We can list the table names in a GeoPackage with gpkg_list_tables() and fetch pointers (SpatRaster, SpatVectorProxy, and lazy data.frame) to the data in them with gpkg_table(). We can check the status of the internal geopackage class SQLiteConnection with gpkg_is_connected() and disconnect it with gpkg_disconnect().

# enumerate tables
gpkg_list_tables(g)

# inspect tables
gpkg_tables(g)

# inspect a specific table
gpkg_table(g, "myattr", collect = TRUE)

Note that the collect = TRUE forces data be loaded into R memory for vector and attribute data; this is the difference in result object class of SpatVectorProxy/SpatVector and tbl_SQLiteConnection/data.frame for vector and attribute data, respectively.

gpkg_collect() is a helper method to call gpkg_table(..., collect = TRUE) for in-memory loading of specific tables.

gpkg_collect(g, "DEM1")

Note that with grid data returned from gpkg_collect() you get a table result with the tile contents in a blob column of a data.frame instead of SpatRaster object.

The inverse function of gpkg_collect() is gpkg_tbl() which always returns a tbl_SQLiteConnection.

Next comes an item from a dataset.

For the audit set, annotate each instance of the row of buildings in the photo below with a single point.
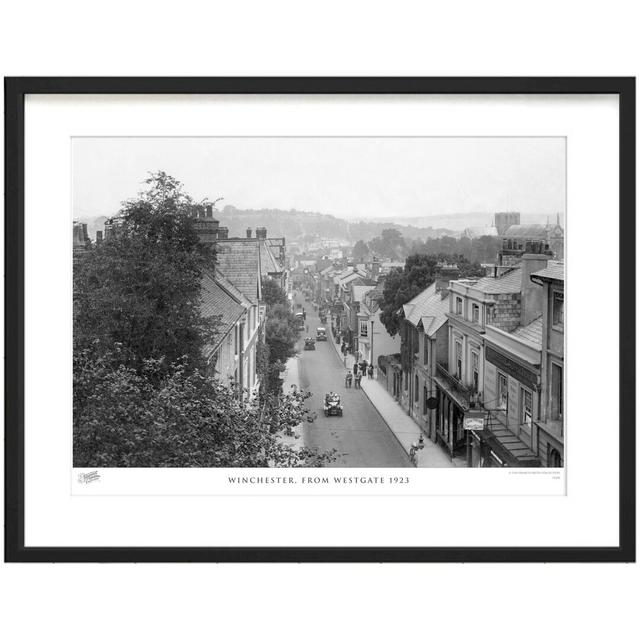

gpkg_tbl(g, "gpkg_contents")

More on how to use this type of result next.

Lazy Data Access

There are several other methods that can be used for working with tabular data in a GeoPackage in a "lazy" fashion.

Method 1: gpkg_table_pragma()

gpkg_table_pragma() is a low-frills data.frame result containing important table information, but not values. The PRAGMA table_info() is stored as a nested data.frame table_info. This representation has no dependencies beyond {RSQLite} and is efficient for inspection of table structure and attributes, though it is less useful for data analysis.

head(gpkg_table_pragma(g))

Method 2: gpkg_vect() and gpkg_query()

gpkg_vect() is a wrapper around terra::vect() you can use to create 'terra' SpatVector objects from the tables found in a GeoPackage.

gpkg_vect(g, 'bbox')

The table of interest need not have a geometry column, but this method does not work on GeoPackage that contain only gridded data, and some layer in the GeoPackage must have some geometry.

gpkg_vect(g, 'gpkg_ogr_contents')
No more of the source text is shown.